The memo from the Indiana's Department of Local Government Finance (DGLF) is dated Dec. 28, 2006. It's a page-and-a-half of technical jargon, with some signatures at the end. The last sentence is the most important. For 2007 assessments, and property tax bills in 2008, the base rate of farmland is $1,140 per acre.

That's almost 30 percent more than the current base rate of $880. And that means farmland owners will pay more in property taxes in 2008. You can see the memo on my Web site, http://www.agecon.purdue.edu/crd/localgov.

Here's what's going on. In 1998, the Indiana Supreme Court decided that Indiana had to base property taxes on objective measures of property wealth. For most property, that meant market value assessment, which bases the value of land, buildings and equipment on their potential selling price.

Taxing farmland at its market value, which includes its potential for development, could put a lot of farmers out of business. So, like almost every other state, Indiana decided to tax farmland at its "use-value." Calculate the value of each acre based just on its productivity in farming and tax that.

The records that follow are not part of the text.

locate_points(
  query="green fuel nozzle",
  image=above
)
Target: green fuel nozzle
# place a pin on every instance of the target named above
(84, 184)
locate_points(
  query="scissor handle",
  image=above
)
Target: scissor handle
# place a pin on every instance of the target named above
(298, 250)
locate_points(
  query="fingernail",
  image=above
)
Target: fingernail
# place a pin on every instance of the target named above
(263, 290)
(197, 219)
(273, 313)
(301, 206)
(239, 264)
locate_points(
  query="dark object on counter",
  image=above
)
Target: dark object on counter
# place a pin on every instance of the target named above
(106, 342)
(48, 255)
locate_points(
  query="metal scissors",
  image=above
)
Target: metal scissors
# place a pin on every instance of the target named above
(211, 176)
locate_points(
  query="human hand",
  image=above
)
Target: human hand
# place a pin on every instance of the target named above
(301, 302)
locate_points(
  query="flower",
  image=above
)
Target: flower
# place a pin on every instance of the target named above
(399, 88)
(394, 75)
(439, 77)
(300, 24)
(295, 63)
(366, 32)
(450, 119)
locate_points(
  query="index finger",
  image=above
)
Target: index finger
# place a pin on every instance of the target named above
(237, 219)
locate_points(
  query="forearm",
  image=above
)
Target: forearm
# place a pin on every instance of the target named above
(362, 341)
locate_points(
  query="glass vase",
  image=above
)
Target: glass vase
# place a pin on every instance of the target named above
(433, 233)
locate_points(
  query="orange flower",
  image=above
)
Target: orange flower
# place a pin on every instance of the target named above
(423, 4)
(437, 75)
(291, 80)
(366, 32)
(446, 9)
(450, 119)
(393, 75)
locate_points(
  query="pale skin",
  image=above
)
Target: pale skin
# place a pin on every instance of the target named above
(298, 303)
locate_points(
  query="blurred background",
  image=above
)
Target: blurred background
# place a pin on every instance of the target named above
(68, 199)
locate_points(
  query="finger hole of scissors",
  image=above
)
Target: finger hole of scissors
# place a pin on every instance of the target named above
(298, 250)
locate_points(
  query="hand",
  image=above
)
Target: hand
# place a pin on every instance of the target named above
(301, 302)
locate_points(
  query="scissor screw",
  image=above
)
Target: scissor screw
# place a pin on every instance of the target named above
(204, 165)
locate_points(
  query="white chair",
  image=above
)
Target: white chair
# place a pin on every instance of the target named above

Use-value assessment uses a capitalization formula. Take the net income from a typical acre and divide by an interest rate. The net income is based partly on land rents and partly on corn and soybean yields, times their market prices, less costs.

The result is the "base rate." For each farm acre, the base rate is adjusted for soil productivity and other factors, such as flooding or forest cover. The tax bill is based on the result.

The DLGF figured a base rate of $1,050 per acre for the 2002-03 reassessment. That hit farmland owners hard, because it more than doubled the old base rate of $495 (which was calculated a different way).

Then, in 2001, the General Assembly mandated "trending," to adjust assessments every year for changing market values. Trending was set to start in 2005, for taxes in 2006.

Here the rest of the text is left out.